Netflix Tech BlogJune 19, 2024

Video annotator: building video classifiers using vision-language models and active learning

Video Annotator: Building Video Classifiers Using Vision-Language Models and Active Learning

Introduction

The framework, Video Annotator (VA), leverages active learning techniques and the zero-shot capabilities of large vision-language models to guide users in focusing on progressively harder examples, enhancing sample efficiency and keeping costs low. It supports a continuous annotation process, allowing for rapid model deployment, quality monitoring, and swift fixes on edge cases.

Problem

High-quality and consistent annotations are crucial for developing robust machine learning models.

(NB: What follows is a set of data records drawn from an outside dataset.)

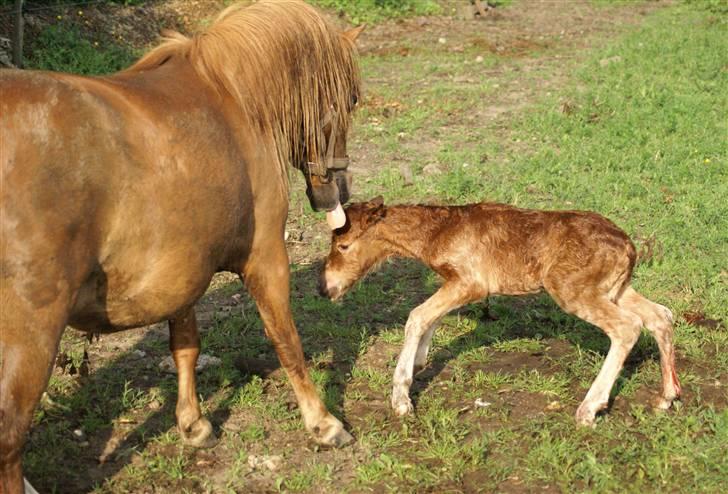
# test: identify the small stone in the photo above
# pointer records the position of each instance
(554, 406)
(271, 462)
(480, 403)
(406, 172)
(431, 169)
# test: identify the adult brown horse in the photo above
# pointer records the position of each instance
(122, 195)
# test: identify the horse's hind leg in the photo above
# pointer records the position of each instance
(184, 342)
(267, 277)
(658, 320)
(29, 339)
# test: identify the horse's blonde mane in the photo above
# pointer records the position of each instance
(282, 62)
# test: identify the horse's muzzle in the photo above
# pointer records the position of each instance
(326, 194)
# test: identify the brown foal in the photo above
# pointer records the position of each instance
(580, 258)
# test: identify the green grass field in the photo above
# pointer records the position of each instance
(637, 131)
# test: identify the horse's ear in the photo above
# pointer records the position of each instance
(352, 34)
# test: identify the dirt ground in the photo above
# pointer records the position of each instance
(544, 36)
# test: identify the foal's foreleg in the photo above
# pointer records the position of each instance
(184, 342)
(267, 278)
(421, 323)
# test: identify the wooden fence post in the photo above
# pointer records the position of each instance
(18, 35)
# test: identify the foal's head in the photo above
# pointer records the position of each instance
(355, 249)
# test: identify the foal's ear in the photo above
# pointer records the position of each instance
(375, 211)
(352, 34)
(377, 202)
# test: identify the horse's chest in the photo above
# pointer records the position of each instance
(119, 297)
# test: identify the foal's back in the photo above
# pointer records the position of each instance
(503, 249)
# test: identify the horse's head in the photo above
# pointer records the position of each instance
(328, 181)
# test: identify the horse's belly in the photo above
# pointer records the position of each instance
(111, 301)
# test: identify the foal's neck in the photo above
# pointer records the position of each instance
(409, 230)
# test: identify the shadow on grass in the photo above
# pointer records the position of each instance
(120, 389)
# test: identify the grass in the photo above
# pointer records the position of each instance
(637, 139)
(62, 47)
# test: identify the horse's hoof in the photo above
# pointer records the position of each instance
(330, 432)
(585, 418)
(661, 403)
(200, 434)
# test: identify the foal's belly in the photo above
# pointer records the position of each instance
(116, 298)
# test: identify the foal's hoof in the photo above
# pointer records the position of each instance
(330, 432)
(585, 417)
(200, 434)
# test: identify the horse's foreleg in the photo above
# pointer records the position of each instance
(184, 342)
(267, 278)
(29, 339)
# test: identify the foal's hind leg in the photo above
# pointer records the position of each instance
(623, 328)
(29, 339)
(184, 342)
(658, 320)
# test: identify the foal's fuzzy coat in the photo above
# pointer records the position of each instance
(580, 258)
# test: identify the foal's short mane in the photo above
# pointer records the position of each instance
(282, 62)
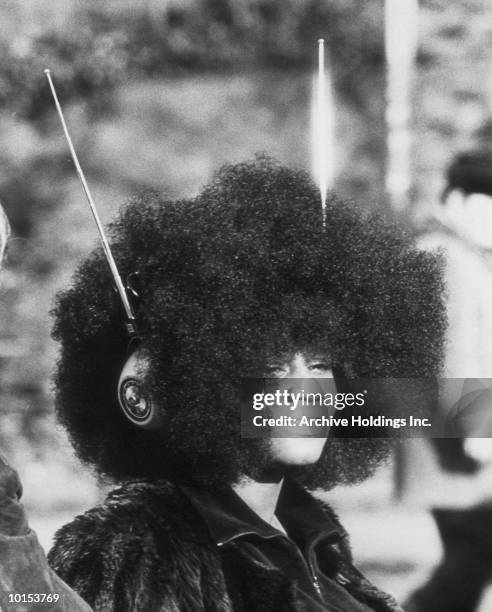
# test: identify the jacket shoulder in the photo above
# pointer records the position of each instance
(135, 551)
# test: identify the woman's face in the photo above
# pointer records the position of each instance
(300, 369)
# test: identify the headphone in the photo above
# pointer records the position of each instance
(134, 399)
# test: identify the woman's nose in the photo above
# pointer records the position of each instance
(298, 368)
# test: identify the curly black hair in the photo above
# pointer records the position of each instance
(243, 271)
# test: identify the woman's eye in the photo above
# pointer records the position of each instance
(320, 366)
(275, 371)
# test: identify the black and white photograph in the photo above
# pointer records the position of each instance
(246, 306)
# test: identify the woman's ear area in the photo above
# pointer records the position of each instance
(133, 396)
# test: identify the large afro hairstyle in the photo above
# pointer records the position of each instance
(245, 270)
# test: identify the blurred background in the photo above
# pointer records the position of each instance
(157, 95)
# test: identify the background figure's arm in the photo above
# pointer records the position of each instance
(24, 569)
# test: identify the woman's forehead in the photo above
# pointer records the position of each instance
(308, 352)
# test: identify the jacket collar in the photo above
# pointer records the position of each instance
(228, 517)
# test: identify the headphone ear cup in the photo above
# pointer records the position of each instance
(134, 398)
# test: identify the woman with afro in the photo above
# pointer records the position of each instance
(243, 281)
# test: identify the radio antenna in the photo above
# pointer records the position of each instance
(107, 250)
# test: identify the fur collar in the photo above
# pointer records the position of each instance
(147, 549)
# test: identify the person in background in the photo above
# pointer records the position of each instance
(453, 474)
(24, 570)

The lengthy cycle of annotation, model training, review, and deployment can lead to model drift, impacting usefulness and stakeholder trust.

Video Classification

Video classification involves assigning labels to video clips, often accompanied by probability scores. VA helps build binary video classifiers for scalable scoring and retrieval of a vast content catalog.

Video Annotator (VA)

Step 1 - Search

Users select initial examples in a large corpus for annotation. VA builds a binary classifier over video embeddings and presents examples for further annotation and refinement.

Step 2 - Annotation

Annotators label examples in various feeds, including a random feed for diverse examples. This process can be iterated as needed to improve the classifier.

Step 3 - Review

The annotated clips are presented to the user for review.

Experiments

VA was evaluated using a diverse set of 56 labels annotated by three video experts on a corpus of 500k shots. VA outperformed baseline methods in creating high-quality video classifiers.

Conclusion

VA is an interactive framework that addresses challenges in training machine learning classifiers. It empowers domain experts to make improvements independently, fostering trust in the system. A dataset with 153k labels across 56 tasks and code to replicate experiments are released.